A 60-year-old man without a history of coronary artery disease presented with ST-elevation myocardial infarction (STEMI). During transportation to the hospital, he developed ventricular fibrillation and later pulseless electrical activity.
Chest compressions with an automated mechanical compression-decompression device (aMCD) were initiated. Coronary angiography showed total occlusion of the unprotected left main coronary artery (uLM), and primary percutaneous coronary intervention (PCI) was performed during continuous cardiopulmonary resuscitation (CPR).
After the reperfusion, the patient's heart started to generate effective contractions and aMCD could be discontinued. Return of spontaneous circulation was achieved after 90 min of cardiac arrest.
The patient died of cardiogenic shock 11 h later. This is one of several potential clinical scenarios of patients with uLM occlusion.
Reperfusion was performed in a timely manner, but the patient still died.

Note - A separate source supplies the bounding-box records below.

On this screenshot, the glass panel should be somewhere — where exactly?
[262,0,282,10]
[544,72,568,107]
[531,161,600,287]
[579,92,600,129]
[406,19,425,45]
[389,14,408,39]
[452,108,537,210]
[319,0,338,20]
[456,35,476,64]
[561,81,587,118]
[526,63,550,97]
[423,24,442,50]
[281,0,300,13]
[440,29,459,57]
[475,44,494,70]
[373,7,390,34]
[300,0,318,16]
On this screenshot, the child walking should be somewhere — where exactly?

What are the causes of such unfavorable progress? Is there any possibility of discovering how to increase the chance of surviving this critical situation? The authors of the article "Acute, total occlusion of the left main stem: coronary intervention options, outcomes, and recommendations" published in the current issue of "Advances in Interventional Cardiology/Postępy w Kardiologii Interwencyjnej" presented their own experience with this uncommon but often catastrophic event.
In a group of 23 patients, they found that these patients frequently experience cardiogenic shock (87%), after or during CPR (52%), and even with a procedural success rate of 91%, the in-hospital and 6-month mortality rates were high (57% and 65%, respectively).